The resulting songs were so inspiring that the entire 4th grade teachers and students collaborated and created a play that included all the songs and music the students wrote and recorded along with their own visual art. They also added additional Hawaiian songs and hula, and presented their production at the newly built, King Kekaulike high school auditorium in May of 2019. The play was seen through the eyes of the 500-year-old Wiliwili Tree that is still standing on Kahoʻolawe.
In solidarity with the Kahoʻolawe 9, the protectors and defenders of Kahoʻolawe, along with the lovely ukulele music stylings of Neal Chin woven throughout, the students, in their own words, tell the story of the island of Kahoʻolawe: a tale of love, loss and healing.

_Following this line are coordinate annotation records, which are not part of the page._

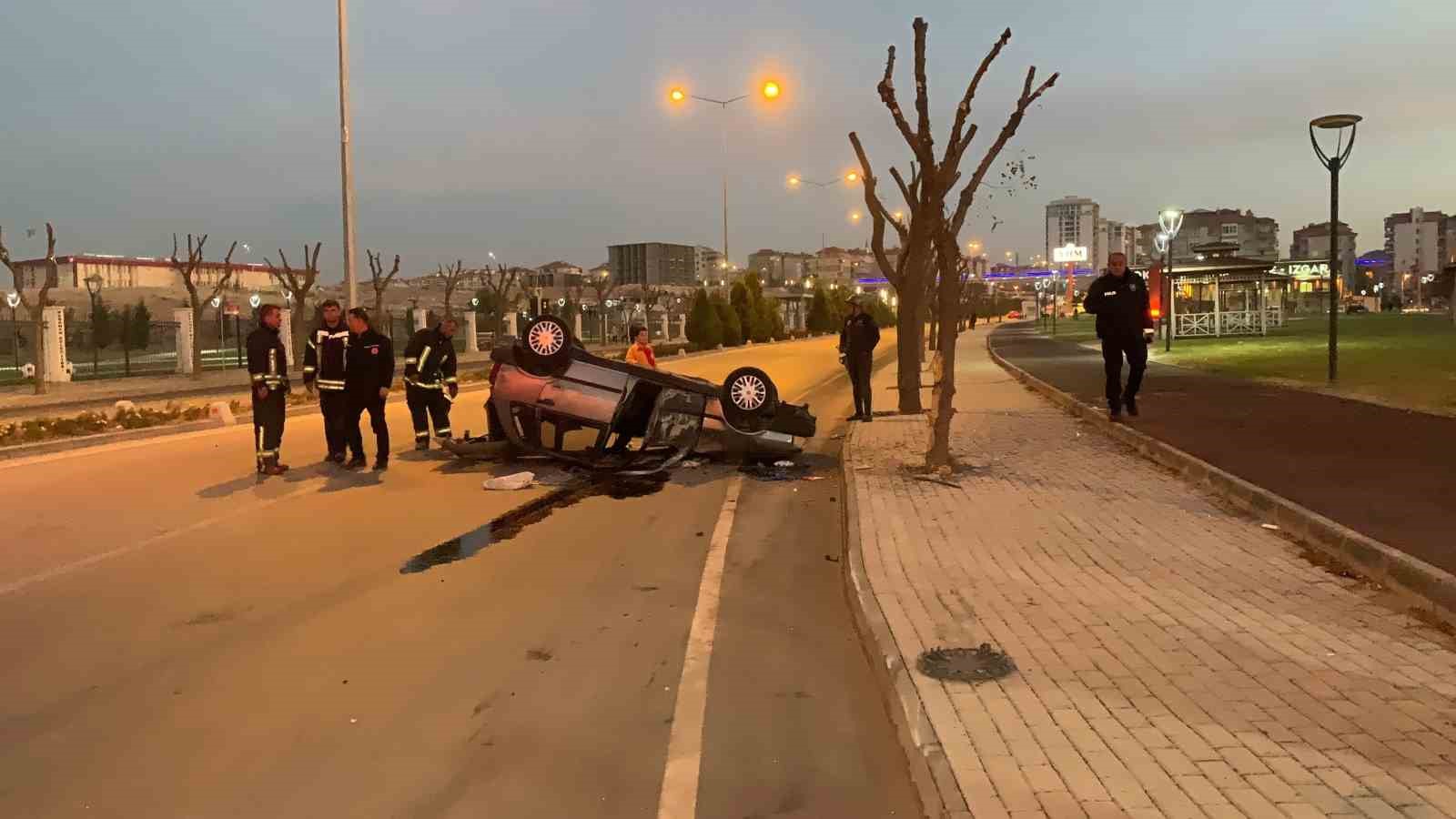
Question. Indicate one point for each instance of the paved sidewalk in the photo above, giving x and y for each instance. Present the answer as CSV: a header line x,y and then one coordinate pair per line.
x,y
1380,471
1174,658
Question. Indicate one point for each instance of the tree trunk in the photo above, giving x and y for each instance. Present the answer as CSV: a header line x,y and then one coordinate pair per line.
x,y
944,395
907,354
197,339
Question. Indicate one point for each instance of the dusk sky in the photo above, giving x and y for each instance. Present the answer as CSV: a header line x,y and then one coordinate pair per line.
x,y
539,130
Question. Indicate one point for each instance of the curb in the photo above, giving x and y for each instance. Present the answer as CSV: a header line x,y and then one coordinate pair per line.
x,y
941,796
1424,583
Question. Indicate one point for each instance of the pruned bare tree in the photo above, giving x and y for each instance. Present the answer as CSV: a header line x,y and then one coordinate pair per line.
x,y
380,280
502,286
43,299
298,285
929,244
451,276
191,271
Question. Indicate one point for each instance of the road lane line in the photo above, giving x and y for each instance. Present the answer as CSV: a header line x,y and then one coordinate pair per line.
x,y
91,560
684,748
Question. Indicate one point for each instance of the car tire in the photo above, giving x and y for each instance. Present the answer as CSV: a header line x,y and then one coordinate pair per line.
x,y
749,397
545,347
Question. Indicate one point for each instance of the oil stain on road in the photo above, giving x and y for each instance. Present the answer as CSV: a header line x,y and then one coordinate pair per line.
x,y
514,522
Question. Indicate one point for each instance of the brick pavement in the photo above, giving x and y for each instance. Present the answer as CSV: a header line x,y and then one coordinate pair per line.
x,y
1176,659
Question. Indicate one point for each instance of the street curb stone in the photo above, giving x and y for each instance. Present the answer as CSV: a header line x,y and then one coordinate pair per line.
x,y
929,768
1433,588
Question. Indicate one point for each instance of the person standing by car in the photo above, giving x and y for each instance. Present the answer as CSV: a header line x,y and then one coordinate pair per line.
x,y
324,369
1125,322
430,380
856,349
268,370
368,376
641,350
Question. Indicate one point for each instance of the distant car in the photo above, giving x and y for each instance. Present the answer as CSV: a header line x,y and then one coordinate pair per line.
x,y
551,397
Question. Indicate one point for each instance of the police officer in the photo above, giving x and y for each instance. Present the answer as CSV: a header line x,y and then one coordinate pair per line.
x,y
368,376
268,369
856,349
324,368
430,380
1118,299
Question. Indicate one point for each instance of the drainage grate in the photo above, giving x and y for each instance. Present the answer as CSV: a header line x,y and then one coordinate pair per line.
x,y
966,665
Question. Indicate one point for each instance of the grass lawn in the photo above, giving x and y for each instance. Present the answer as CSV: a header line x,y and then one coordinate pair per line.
x,y
1407,360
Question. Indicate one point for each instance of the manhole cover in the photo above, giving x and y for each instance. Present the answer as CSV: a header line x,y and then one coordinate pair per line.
x,y
966,665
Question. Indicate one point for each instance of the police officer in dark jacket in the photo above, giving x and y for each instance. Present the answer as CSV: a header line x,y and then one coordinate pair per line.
x,y
430,380
856,349
368,376
1125,324
324,369
268,369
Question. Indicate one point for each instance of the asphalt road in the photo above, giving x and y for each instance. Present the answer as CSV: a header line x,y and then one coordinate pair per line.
x,y
184,640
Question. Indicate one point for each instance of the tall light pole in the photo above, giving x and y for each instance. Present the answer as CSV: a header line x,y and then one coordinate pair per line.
x,y
771,91
1171,222
346,162
1334,162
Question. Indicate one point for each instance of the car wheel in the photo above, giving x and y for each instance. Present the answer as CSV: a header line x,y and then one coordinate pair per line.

The history of this small, yet very significant island in the Hawaiian Archipelago holds many ancient secrets and tales of survival, resilience and rebirth of Hawaiian culture, plants, animals and people.
Legends abound, and it was at onetime in the history of Hawaiian people, a center of learning celestial navigation. Artifacts there show that there may have been thousands of polynesian people who visited the island. They arrived on its shores to study the sky map of stars to guide their sea-worthy canoes or waʻa to even more distant lands.
In Hawaiian culture, the island itself was considered to be the piko of the piko of the piko, the center of the Hawaiian islands, in the center of our planet, in the center of the universe. For those who have had the rare opportunity to step onto the shores of Kahoʻolawe, all agree that the power of place can be felt and experienced while there. It truly is the Heart and Soul of Hawaiʻi.